Respirer en pleine conscience

Respirer en conscience : pour ne plus étouffer dans sa vie !


Écoutez cette petite histoire : "alors qu'ils descendent une rivière, deux jeunes poissons croisent un congénère plus âgé qui remonte le courant.

Il leur dit : "bonjour, les garçons. Comment trouvez-vous l'eau ?"

Les jeunes lui sourient et poursuivent leur route. Un peu plus loin, l'un des jeunes poissons demande à l'autre : "c'est quoi l'eau ?"
Son élément naturel va tellement de soi que le poisson n'a même pas conscience de nager dedans.

Ainsi vont les choses quand nous nous trouvons dans notre élément, or bien d'autre n'y sont pas du tout, ils ne profitent pas vraiment de leur vie, ils l'endurent, et attendent le week-end...

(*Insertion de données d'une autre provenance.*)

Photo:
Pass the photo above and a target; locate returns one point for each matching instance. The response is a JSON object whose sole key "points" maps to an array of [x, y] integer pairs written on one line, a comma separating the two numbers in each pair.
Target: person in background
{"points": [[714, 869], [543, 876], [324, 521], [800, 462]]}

Ils souffrent et ne le disent pas. Comment parvenons-nous à accepter sans protester des contraintes de travail toujours plus dures, dont nous savons qu'elles mettent en danger notre intégrité mentale et psychique ? 
Christophe DEJOURS a décrit merveilleusement bien dans "Souffrance en France" comment le processus fonctionne comme un piège : pour pouvoir endurer la souffrance sans perdre la raison, on se protège !

En revanche, il existe un anti-stress simple et rapide, rien de plus facile. Il s'obtient grâce à une respiration lente, ample et régulière de six cycles par minute : une inspiration en cinq secondes suivie d'une expiration en cinq secondes.

Le rythme cardiaque et la respiration vont entrer en résonance. Une sensation de bien-être envahit le corps.

On se sent moins fatigué et notre esprit, moins préoccupé, est d'autant plus ouvert et disponible aux aléas de la journée. Et les effets de la méthode peuvent se sentir bien au-delà de la relaxation passagère.

Que se passe-t-il exactement à l'intérieur de notre organisme ?

En cohérence cardiaque, il se produit un ensemble de réactions biochimiques démontrées scientifiquement : le taux de cortisol (hormone du stress) baisse, tandis que celui de certains neurotransmetteurs (dopamine, sérotonine, ocytocine) augmente. 
Le sensation de calme, d'apaisement et de bien-être est immédiate et dure plusieurs heures.

Oui, mais dans le rythme du boulot-métro-dodo, difficile de trouver encore du temps pour soi, qui plus est pour respirer ?
Le jeu en vaut-il vraiment la chandelle ?

Le docteur David O'Hare répond simplement qu'en prenant ce temps, vous mettrez en place une pratique personnelle qui augmentera l'amplitude de votre variabilité cardiaque qui est corrélée à l'espérance de vie.


En somme, respirer grâce à la technique 365 (pratiquer cinq minutes à raison de trois fois par jour, 6 fois par minute) vous évitera de perdre du temps et vous augmenterez largement la qualité de votre vie.